Aber wie viel Anpassung kann man dem Körper abverlangen? Und wie lässt sich die Schlafenszeit optimieren, wenn es doch stets Dringlicheres zu geben scheint, als entspannt im Traumland zu wandeln, zumal die bizarren Traumwelten mit fortschreitender Schlafdauer immer aggressiver werden? Einer Studie von Wilhelm Hofmann und Kollegen zufolge rangiert die Sehnsucht nach Schlaf (neben der Sehnsucht nach Sex) bei den menschlichen Begehrlichkeiten an oberster Stelle. Und gleichzeitig steht es im besonders starken Konflikt zu all den anderen beruflichen, familiären und sozialen Bedürfnissen, mit denen ein Mensch konfrontiert wird.

Die Küchenpsychologie munkelt, der Schlaf vor Mitternacht sei der wichtigste. Auch wenn das nicht stimmt, finden sich doch drei empirisch bestätigte Fünkchen Wahrheit darin wieder. Richtig ist, dass die erste Hälfte des Schlafes besonders wichtig ist. Da ist nämlich der Anteil der Tiefschlafphasen, des sogenannten Non-REM-Schlafs vergleichsweise hoch. Das Gehirn nutzt diese, um frisch erworbenes Wissen aus dem Hippocampus, der Schaltzentrale unseres Gedächtnisses, zu archivieren. Empfehlenswert ist dieser Tiefschlaf deshalb auch als kurzes Nickerchen direkt nach intensiven Lernphasen. Die zweite Schlafhälfte ist stattdessen eher von traumintensiven Schlafphasen, dem sogenannten REM-Schlaf, dominiert.

Richtig ist auch, dass ausreichend (aber auch nicht zu viel!) Schlaf essenziell ist. Wie viel Schlaf ein Mensch benötigt, unterscheidet sich jedoch von Person zu Person stark. Lässt der Alltag Anpassungen zu, dann lohnt es sich deshalb, den eigenen „Chronotyp“ und damit die ideale Ein- und Aufwachzeit zu bestimmen, zum Beispiel über den kostenfreien Online-Test von Till Roenneberg. Für das Aufwachen bietet sich dann eine der traumintensiven REM-Phasen an, also ein Zeitpunkt, zu dem der Körper nicht maximal tiefenentspannt ist. Einige High-Tech-Wecker  versprechen, diese Phase ermitteln zu können, und wecken in einem vorgegebenen Zeitintervall entsprechend schlafmützenfreundlich.
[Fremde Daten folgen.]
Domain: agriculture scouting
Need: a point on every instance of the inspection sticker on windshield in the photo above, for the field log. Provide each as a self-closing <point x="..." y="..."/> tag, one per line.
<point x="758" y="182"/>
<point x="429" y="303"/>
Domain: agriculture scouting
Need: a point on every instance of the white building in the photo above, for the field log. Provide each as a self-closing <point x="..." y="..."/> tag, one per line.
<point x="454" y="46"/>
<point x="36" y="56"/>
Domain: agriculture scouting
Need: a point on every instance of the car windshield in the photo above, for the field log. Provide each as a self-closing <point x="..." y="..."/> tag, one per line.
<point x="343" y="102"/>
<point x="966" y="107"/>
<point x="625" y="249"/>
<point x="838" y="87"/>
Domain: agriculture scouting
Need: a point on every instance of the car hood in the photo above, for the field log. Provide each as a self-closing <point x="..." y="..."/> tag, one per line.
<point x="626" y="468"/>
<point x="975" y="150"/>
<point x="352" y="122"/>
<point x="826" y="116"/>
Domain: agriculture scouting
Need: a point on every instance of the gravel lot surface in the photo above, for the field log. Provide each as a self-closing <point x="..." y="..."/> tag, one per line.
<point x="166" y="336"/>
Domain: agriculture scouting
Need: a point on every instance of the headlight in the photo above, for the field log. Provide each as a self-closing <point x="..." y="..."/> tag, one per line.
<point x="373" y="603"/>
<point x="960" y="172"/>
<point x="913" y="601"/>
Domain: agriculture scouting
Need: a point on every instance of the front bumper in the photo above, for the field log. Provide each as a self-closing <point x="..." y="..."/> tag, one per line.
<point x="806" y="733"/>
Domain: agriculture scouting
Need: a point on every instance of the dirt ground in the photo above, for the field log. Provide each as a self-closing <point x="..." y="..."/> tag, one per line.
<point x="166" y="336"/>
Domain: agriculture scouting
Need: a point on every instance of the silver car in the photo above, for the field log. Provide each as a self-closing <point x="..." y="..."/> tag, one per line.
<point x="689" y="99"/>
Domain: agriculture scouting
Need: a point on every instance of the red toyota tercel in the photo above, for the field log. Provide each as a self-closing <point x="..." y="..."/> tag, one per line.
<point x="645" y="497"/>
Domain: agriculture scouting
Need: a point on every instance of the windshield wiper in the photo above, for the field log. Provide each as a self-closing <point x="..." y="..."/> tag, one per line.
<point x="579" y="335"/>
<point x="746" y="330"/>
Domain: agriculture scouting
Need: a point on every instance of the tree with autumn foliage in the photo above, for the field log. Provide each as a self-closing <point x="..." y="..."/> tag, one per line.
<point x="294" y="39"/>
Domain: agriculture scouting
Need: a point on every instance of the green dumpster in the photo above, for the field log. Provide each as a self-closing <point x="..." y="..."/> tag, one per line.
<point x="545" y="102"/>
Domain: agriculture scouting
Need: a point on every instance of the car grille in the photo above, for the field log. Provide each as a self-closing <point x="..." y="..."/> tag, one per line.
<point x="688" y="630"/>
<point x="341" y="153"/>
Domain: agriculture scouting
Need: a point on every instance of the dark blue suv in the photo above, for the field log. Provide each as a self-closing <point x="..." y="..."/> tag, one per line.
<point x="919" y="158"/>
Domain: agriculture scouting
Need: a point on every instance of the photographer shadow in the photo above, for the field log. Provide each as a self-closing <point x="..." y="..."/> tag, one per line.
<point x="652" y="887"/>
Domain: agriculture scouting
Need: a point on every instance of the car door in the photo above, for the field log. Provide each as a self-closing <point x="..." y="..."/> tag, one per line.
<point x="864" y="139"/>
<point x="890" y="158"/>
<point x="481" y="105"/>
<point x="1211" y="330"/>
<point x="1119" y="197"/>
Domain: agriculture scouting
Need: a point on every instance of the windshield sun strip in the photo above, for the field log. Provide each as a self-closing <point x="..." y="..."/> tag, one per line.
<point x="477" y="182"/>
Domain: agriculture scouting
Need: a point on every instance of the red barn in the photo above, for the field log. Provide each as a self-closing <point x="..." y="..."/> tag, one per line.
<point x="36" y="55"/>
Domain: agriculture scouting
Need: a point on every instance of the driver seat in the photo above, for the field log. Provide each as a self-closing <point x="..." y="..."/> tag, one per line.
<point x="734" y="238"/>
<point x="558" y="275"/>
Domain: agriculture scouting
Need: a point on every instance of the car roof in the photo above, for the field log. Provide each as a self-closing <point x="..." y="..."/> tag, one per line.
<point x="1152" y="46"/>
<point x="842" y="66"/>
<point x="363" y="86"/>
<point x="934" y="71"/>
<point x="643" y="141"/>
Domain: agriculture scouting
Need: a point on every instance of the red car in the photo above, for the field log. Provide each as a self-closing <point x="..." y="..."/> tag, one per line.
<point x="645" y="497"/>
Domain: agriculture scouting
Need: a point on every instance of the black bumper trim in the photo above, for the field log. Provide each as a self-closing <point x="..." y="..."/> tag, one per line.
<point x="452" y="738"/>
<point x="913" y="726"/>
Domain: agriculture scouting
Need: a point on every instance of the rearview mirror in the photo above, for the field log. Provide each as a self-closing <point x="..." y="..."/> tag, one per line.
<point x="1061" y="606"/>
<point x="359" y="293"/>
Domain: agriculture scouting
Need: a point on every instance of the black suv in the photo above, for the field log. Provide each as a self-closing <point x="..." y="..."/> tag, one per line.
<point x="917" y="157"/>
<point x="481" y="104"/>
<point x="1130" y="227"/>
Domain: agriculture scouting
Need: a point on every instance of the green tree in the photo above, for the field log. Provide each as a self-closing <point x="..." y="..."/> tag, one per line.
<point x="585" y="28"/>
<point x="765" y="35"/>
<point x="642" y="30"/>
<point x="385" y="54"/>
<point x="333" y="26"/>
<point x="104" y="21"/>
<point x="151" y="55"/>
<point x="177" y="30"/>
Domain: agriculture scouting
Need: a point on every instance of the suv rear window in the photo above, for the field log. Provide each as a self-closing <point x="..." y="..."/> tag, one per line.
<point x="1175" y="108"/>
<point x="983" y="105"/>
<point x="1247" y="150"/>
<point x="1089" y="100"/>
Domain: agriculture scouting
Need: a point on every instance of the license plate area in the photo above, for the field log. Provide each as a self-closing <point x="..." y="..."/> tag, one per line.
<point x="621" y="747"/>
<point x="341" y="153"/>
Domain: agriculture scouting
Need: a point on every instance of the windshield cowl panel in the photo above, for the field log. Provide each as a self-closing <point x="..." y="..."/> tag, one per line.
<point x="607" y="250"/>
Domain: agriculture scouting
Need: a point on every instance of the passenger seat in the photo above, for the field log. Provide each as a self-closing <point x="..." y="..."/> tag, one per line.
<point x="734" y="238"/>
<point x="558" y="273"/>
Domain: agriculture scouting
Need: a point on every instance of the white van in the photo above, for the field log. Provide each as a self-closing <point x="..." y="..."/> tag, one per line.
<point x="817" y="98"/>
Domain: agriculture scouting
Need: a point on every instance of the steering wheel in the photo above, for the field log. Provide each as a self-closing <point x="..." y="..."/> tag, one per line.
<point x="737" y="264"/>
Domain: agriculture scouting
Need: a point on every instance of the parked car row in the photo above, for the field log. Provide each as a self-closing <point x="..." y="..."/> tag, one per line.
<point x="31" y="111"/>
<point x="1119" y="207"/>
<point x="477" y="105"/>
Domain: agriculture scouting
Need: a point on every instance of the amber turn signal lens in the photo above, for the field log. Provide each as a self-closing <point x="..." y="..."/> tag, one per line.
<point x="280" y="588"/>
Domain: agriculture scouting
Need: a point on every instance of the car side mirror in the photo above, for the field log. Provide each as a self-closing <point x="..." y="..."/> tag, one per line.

Und richtig an der Lebensweisheit ist auch, dass neben adäquater Schlafdauer die Kontinuität der Schlüssel zum optimalen Schlafen ist. Eine hohe Dosis social jetlag geht, genauso wie Schichtarbeit oder der klassische Jetlag beim Zeitzonen-Wechsel, mit erheblichen Risiken einher. Der Körper verbraucht bei dieser Anpassungsleistung viel Energie, was dann die Lernfähigkeit und Aufmerksamkeit einschränkt und zu zahlreichen Erkrankungen wie Übergewicht, Herz-Kreislauf-Erkrankungen und Depression führen kann.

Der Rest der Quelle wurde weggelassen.